Riabilitato. Eleggibile. Significa che Silvio Berlusconi non solo non è più terrorizzato dallo spettro di nuove elezioni a breve ma, al contrario, userà presto tutti i mezzi a propria disposizione per tornare al voto. Presto, non subito. Prima di tutto perché è possibile e prevedibile il ricorso della Procura di Milano contro il Tribunale di Sorveglianza che, sulla base della linea sin qui prevalente in Cassazione, ha deciso di non considerare ostativi alla riabilitazione, che può essere chiesta sempre dopo tre anni dal fine pena, i «carichi pendenti», cioè i processi che ancora vedono il signore d’Arcore alla sbarra. Ma anche perché, a questo punto, lo stesso Berlusconi spera che il governo gialloverde nasca e sopravviva almeno alcuni mesi, per dare una prova di sé che l’ex Cavaliere prevede disastrosa.

L’istanza accolta dal Tribunale di sorveglianza, di cui ha dato notizia ieri il Corriere della Sera, era stata presentata il 12 marzo. La sentenza era attesa per luglio (Berlusconi è stato condannato per frode fiscale), ma il diretto interessato sapeva già che sarebbe arrivata in anticipo. Era al corrente anche della data in cui sarebbe stata emessa ed era decisamente ottimista sugli esiti. Ma per una volta la notizia è stata davvero tenuta segreta. Sia il condannato in attesa di riabilitazione sia i suoi legali erano infatti perfettamente consapevoli della levata di scudi che sarebbe arrivata, immancabile, e di quanto questa avrebbe potuto pesare sulla decisione del Tribunale di Sorveglianza.

Sulla carta, ora, Berlusconi potrebbe candidarsi senza neppure attendere le prossime elezioni. La legge prevede infatti che, in caso di dimissioni o scomparsa di un parlamentare eletto in un collegio uninominale, si debba procedere immediatamente a elezioni suppletive. È una tentazione che non sfiora neppure il riabilitato. In parte perché la sua candidatura ridarebbe immediatamente fiato alla campagna sul conflitto di interessi: la linea di Berlusconi è invece sostenere che si può essere leader politico senza bisogno di sedere in Parlamento e che pertanto il conflitto di interessi non lo sfiorerebbe in alcun caso. Ma soprattutto perché l’uomo conosce benissimo le dinamiche della comunicazione e sa perfettamente che il «buono» conquistato ieri deve essere messo all’incasso alle prossime elezioni politiche e non sprecato per rientrare subito in Parlamento.

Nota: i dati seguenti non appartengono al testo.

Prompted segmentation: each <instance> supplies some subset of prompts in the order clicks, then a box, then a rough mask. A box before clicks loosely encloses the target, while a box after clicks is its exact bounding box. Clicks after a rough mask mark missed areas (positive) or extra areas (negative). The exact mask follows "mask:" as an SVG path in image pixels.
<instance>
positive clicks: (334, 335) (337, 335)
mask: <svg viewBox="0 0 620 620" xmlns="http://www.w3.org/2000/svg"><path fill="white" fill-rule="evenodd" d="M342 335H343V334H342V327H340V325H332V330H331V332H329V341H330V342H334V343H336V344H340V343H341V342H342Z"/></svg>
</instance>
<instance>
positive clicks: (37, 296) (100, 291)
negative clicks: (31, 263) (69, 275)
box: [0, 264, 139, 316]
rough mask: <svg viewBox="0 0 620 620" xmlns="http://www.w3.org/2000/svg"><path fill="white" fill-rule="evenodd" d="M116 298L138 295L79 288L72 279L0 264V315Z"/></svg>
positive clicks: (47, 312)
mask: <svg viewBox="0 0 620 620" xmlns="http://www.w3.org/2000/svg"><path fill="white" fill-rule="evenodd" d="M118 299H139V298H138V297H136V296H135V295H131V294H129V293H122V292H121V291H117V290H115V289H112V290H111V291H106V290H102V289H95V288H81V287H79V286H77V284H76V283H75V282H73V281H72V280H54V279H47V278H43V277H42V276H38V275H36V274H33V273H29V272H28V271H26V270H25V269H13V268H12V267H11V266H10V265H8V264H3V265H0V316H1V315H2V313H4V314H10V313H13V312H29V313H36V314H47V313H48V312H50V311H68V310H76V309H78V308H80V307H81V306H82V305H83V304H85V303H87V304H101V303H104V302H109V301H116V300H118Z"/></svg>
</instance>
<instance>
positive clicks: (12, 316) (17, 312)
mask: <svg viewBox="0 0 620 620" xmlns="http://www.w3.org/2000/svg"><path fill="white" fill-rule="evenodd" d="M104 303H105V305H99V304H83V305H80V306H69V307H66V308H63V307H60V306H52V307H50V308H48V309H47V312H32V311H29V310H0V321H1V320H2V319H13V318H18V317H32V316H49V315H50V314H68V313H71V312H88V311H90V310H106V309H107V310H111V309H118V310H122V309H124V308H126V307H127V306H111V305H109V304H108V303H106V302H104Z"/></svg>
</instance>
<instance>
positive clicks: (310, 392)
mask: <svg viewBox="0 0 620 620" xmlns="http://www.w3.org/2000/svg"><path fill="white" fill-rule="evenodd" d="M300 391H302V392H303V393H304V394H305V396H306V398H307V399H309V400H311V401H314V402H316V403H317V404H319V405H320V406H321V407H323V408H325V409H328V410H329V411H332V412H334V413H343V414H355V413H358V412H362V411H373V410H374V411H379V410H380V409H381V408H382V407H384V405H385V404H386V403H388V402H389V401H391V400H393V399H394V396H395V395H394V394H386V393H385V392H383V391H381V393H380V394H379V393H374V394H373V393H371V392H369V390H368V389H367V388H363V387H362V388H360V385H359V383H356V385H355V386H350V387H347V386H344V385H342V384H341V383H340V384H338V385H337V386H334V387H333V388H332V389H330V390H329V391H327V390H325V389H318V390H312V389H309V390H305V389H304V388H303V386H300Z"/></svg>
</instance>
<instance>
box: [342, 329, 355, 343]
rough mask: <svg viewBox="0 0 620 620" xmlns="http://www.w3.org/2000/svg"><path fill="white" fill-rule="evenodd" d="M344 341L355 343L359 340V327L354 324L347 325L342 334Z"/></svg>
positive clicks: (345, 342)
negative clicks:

C’è un’ulteriore decisione importante che Berlusconi e i suoi avvocati devono adesso prendere: cosa fare del ricorso presentato presso la Corte di Strasburgo, la cui decisione è attesa per l’autunno. Era la carta su cui Berlusconi contava per rientrare in partita a pieno titolo comunque. Ora rischia di trasformarsi in un boomerang: un’eventuale sentenza negativa vanificherebbe l’effetto mediatico della riabilitazione. D’altra parte una conferma da parte di Strasburgo moltiplicherebbe l’effetto politico della sentenza milanese mentre tirarsi indietro ora potrebbe apparire come una fuga, dopo aver sbandierato per anni il ricorso a Strasburgo. Non è una decisione facile e certamente Berlusconi non la prenderà prima di aver capito come la Procura reagirà alla riabilitazione.

Le reazioni di Forza Italia sono improntate a sfrenato e comprensibile tripudio. «Finisce un calvario giudiziario politico e umano», gioisce la capogruppo al Senato Bernini, sottolineando che la cacciata del leader forzista dal Parlamento è «una macchia indelebile che ha condizionato il corso della vita politica italiana». La presidente dei deputati Gelmini conferma che «ora l’Italia potrà contare di nuovo su di noi» ma specifica che «l’atteggiamento di Fi verso il possibile governo Lega-5S non cambia». Sarà opposizione ma confidando nel fatto che «Salvini porterà al governo il programma del centrodestra».

In realtà, invece, la possibilità di candidarsi per Silvio Berlusconi cambia tutto. Il leader azzurro si era rassegnato a far partire un governo che in cuor suo detesta per paura delle elezioni in luglio ma anche in autunno. Ora il quadro è rovesciato. Berlusconi vuole quelle elezioni che prima temeva, dunque la sua opposizione sarà molto più dura del previsto e subito dopo il varo della finanziaria si attaccherà a ogni appiglio per chiedere all’ancora alleato leghista di abbandonare la maggioranza. Sempre che, nel frattempo, non sia riuscito a conquistare quegli otto voti al Senato che gli garantirebbero potere di vita o di morte sul governo.